[240] Gustave III, blessé mortellement, le 10 mars, par le pistolet d'Ankarström, succombait à sa blessure le 29 mars. Il était le ferme soutien de la famille royale et des émigrés, et sa mort fut cruellement sentie par ces derniers, tandis qu'elle arrachait des cris de triomphe aux feuilles révolutionnaires. Voir sa Correspondance avec Fersen dans le Comte Axel de Fersen, par le colonel baron de Klinckowström, et l'excellent ouvrage de M. Geoffroy: Gustave III et la Cour de France.

[241] Bombelles ne sait combien de temps durera sa mission si peu déterminée. «Je n'ai jamais eu le projet de faire ici (Saint-Pétersbourg) un long séjour, écrit-il au comte de Régis, le 10 avril 1792. J'ignore pourtant ce que je deviendrai cet été, mais je ne néglige rien pour arriver pendant cette saison même au sommet de la colline où vit tout ce que j'ai de plus cher au monde. A brebis tondue, Dieu mesure le vent.»
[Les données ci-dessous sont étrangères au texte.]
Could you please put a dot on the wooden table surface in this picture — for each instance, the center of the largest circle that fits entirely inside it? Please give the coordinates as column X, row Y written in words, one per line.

Il jouit d'une bonne santé depuis qu'il est en Russie. Il se fait, comme d'ordinaire, des illusions sur ses succès de diplomate, il s'en fait aussi sur le processus des événements. «Ne croyons ni aux gens qui se figurent que nos malheurs touchent à leur terme, ni à ceux qui les voient incurables, éternels: les souverains n'ont pas su ce qu'ils se devaient; une vieille jalousie pousse encore l'ivraie au milieu des bonnes dispositions qu'on reconnaît qu'il faut avoir, mais l'eau qui tombe goutte à goutte perce les plus durs rochers, et il s'en faut de beaucoup que celui sur lequel repose la Constitution ait la solidité du granit. Disons avec le grand Frédéric que tout le mal qu'on appréhende n'arrive pas, comme tout le bien qu'on espère ne s'effectue pas.»

Bombelles croit être à plus d'à moitié de son séjour à Pétersbourg; il oublie les difficultés du commencement. «Je ne regretterai jamais d'y être venu, je dirai à mes petits enfants: j'ai vu Catherine, et j'aurai connu un pays qui, sans elle, eût perdu tout le fruit des travaux de Pierre Ier, qui, par elle, s'est élevé au plus haut degré de splendeur.—Pendant ce temps, Esterhazy souligne que Bombelles fut «moins bien traité que ne l'étaient les étrangers considérables qui venaient en Russie».

[242] Le nouveau Roi de Hongrie et Empereur d'Autriche (François II, plus tard empereur d'Allemagne) venait d'envoyer un Mémoire aux puissances ennemies de la Révolution française pour les coaliser contre la France. Bombelles avait obtenu de Stedingk, de présenter des observations, comme émanant de l'ambassadeur de Suède, sur le mémoire destiné à Catherine II. L'ambassadeur de Hongrie et le ministre de Prusse «se donnaient bien du mouvement pour que les secours de la Russie ne fussent qu'en argent». Bombelles se berçait de l'illusion que Catherine, par orgueil, «voudrait que ses drapeaux paraissent».—V. Papiers Fersen et A. Sorel, l'Europe et la Révolution française, t. II.

[243] Correspondance de Catherine II, 12 avril et 2 mai;—Sorel, l'Europe et la Révolution, t. II.

[244] Rapport de Bombelles à Breteuil, 8 mai.—Fersen à Marie-Antoinette, 2 juin.—Au Roi de Suède, 3 juin.—Papiers de Fersen, t. II, 267, 286, 296.

[245] Voir A. Chuquet, l'Invasion prussienne, p. 46-47.

[246] Mme de Bombelles à Mme de Raigecourt, 27 avril.—Catherine à Grimm, 4 juin.—Les troupes de Catherine étaient entrées en Pologne, le jour même où l'Autriche et la Prusse avaient donné l'ordre à leurs troupes de marcher sur la France.

[247] Celui-ci flottait dans les alternatives de satisfaction ou de découragement. A la fin de mai, il a mandé à sa femme qu'il était plus content. Sa femme est plus sceptique et, partant, dans le vrai: «... Cependant, il ne s'explique pas, mande-t-elle à M. de Raigecourt, le 1er juin, et je ne comprends pas ce qu'on en peut espérer; car si la Russie fait la guerre à la Pologne, comment peut-elle se mêler de nos affaires? Au reste, nous pouvons nous passer d'elle, et il nous suffit qu'elle soit neutre.»